Outre ses talents et sa haute compétence, Melchior apportait dans le commerce une haute réputation de probité et de loyauté.
Ainsi la verrerie Sainte-Catherine prit-elle un essor rapide et mérité qui devait certainement récompenser les louables efforts de sa direction. Un grand nombre de ménages viennent s'installer à Fours où des ouvriers de tous métiers sont occupés, soit pour le service intérieur de l'usine: souffleurs, tiseurs, étendeurs, fondeurs, fournatistes, potiers, etc... soit pour le service extérieur : commis, bûcherons, bouviers, etc... la verrerie fait vivre alors près de mille individus.
En 1791, le comte de Vogüe émigre et passe en Angleterre d'où il s'occupe spécialement de sa verrerie.Différentes lettres adressées par M.Cario, négociant à Londres, à M.Schmid et Cie, à la verrerie Sainte-Catherine, par Nevers et Decize, France, montrent l'importance des commandes transmises par son intermédiaire...

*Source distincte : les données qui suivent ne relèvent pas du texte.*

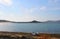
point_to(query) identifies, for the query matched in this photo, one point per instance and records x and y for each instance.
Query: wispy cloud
(6, 2)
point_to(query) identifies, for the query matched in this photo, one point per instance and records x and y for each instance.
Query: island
(34, 21)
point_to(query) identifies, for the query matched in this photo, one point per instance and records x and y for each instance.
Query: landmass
(34, 21)
(24, 35)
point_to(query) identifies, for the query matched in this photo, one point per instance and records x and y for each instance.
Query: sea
(31, 27)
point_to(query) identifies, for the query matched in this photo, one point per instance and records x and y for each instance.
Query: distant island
(34, 21)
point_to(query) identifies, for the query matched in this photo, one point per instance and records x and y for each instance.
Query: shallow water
(31, 27)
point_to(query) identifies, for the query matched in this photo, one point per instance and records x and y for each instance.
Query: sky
(28, 10)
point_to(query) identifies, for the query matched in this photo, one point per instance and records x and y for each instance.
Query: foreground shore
(23, 35)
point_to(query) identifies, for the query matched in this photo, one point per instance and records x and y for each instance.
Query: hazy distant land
(24, 35)
(34, 21)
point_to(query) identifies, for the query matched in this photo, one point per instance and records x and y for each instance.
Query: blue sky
(27, 10)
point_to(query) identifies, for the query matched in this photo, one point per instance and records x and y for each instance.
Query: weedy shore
(24, 35)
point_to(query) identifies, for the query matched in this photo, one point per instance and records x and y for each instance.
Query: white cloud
(6, 2)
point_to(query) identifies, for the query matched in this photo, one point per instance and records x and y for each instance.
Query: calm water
(31, 27)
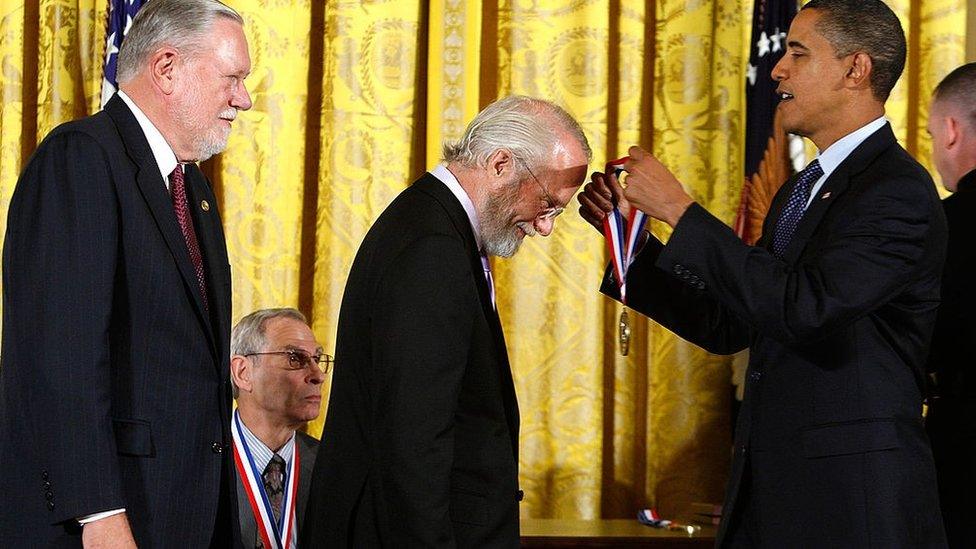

C'est du verre fin que la verrerie Sainte-catherine expédiait en Angleterre et les premières commandes laissaient espérer de prochaines relations commerciales plus développées.
Cependant, le 20 juillet 1792, un violent orage occasionna dans l'usine des dégâts considérables. Une halle neuve, située au levant, près des bâtiments de la Direction, de ' 140 pieds de long sur 64 de large' est complétement renversée; les bois de construction sont entièrement brisés et inutilisables; une autre halle semblable, située au couchant, est fortement ébranlée, sa couverture est en partie enlevée; les toitures des séchoirs du levant et du midi sont également enlevées; deux fours situés dans la première halle, l'un pour le verre à vitre, l'autre pour le verre en table, sont mis hors d'usage...
Les pertes étaient énormes...le directeur de la verrerie ne peut alors tenir ses engagements, car la plupart des commandes ne peuvent être exécutées; néanmoins, ( Melchior) n'abandonne pas son entreprise et, avec un esprit d'abnégation admirable, il fait de nouveaux sacrifices: un des fours détruits est remonté et la grande halle abattue est rebâtie...
La verrerie reprend bientôt son activité, malgré le préjudice important que causa à Schmid l'émigration de de Vogüe qui laisse ainsi à sa charge de nouvelles dépenses imprévues...'
Mais hélas, la mort de Melchior Schmid à Fours le 29 frimaire an II ( 19 déc.1793) est régardée comme une perte considérable pour le verre en général ! ( Sylvain Commeau, Fours o.c. ).